Framebreak Festival, Kentville Nova Scotia
Three degrees in late September. Four laps including the stadium climb. Twenty nine years old. These would seem like three fairly disjointed statements were it not for me. I had decided that this was the morning for my first race.
As I left the house my wife presented me with a Green Hippo horn, “on the off chance you pass someone.” Thanks for the support. She was just pissed because an ankle injury was keeping her from running. So with that resounding vote of confidence, I loaded the trusty bike on to the Wagon and was gone. It took an hour to get to the race. More than enough time to convince oneself of ones own idiocy. I went over it a hundred times. I wasn’t a racer. That wasn’t why I rode. I didn’t need the competition. But I wanted to do this to experience all of the MTBiking world.
Two large Tim’s coffees and a Boston Creme later and I arrived. Young, fit bodies astride high-priced cool race rigs. Then there was me. Steel Breezer, rigid, with wool socks and my hippo horn. Race teams, clubs, families and friends. Then there was me, alone, but wait. My budy Stu showed for support. God love the man he tweaked my brakes and didn’t make one comment about the hippo.
Senior sport gets called to the line. Stu turns on my flashing commuter light, “so nobudy runs into you on the downhills.” It was like having my wife there. I couldn’t help but notice that some of the kids were looking at me and giggling. As were waiting for the start I remember thinking just finish. Go! That’s when it hit me that it had rained last night. The gorge was going to be slick. Stayed mid pack on the climb. Got held up in the singletrack, some of the kids had a hard time with the conditions. Made a huge mistake and went for the granny with a muddy drivetrain and chainsucked my way to a broken chain half way through the first lap. No problem, just pull out the Ritchey tool and fix it. Wrong that’s back on the step at home where you were fiddling with your peddals that morning. So I ran it out to the start/finnish and borrowed a chain tool. I got passed by nearly everyone. Lost about 15-20 minutes.

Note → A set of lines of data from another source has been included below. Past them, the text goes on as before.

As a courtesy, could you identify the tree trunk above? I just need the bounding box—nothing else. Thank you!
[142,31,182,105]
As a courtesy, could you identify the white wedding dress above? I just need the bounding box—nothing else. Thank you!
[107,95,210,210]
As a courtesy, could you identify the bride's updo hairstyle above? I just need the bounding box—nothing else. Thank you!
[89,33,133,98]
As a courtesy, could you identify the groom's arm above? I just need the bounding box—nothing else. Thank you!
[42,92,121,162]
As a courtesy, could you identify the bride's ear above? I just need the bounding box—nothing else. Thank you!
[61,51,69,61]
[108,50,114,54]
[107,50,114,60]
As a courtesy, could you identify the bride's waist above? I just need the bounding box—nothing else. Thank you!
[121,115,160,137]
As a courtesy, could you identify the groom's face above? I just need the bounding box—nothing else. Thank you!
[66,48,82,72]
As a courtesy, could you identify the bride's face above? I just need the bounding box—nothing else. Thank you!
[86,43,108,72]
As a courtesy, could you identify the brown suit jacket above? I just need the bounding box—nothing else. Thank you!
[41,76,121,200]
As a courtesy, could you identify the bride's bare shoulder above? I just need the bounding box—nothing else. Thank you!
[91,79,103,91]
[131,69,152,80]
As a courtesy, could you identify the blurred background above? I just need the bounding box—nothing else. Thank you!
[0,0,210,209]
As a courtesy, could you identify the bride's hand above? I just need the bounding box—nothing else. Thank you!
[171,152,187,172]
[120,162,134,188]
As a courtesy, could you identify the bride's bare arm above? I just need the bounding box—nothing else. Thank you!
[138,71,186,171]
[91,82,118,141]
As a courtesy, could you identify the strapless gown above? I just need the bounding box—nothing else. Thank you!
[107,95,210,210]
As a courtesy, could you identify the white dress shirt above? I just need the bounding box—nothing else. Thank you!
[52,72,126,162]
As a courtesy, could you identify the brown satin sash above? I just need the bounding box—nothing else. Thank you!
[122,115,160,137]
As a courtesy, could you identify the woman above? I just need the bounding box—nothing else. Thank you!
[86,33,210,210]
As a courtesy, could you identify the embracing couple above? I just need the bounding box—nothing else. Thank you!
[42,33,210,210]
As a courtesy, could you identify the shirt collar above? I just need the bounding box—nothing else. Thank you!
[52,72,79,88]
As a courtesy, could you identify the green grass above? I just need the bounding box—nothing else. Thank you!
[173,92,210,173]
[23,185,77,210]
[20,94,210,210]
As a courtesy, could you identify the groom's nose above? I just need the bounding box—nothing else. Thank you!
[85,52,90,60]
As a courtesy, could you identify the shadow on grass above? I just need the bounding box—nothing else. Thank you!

But I kept going.
Reeled in some of the kids on the third lap. Overheard one say to another as I passed them on the grass climb, “that old fuck with the hippo and the light just got us.” Cool. Finnished 18 min out of first in my division. The course was outstanding. Moral: It’s OK to challenge yourself now and again, and never underestimate how much MTBiking can make you feel IT.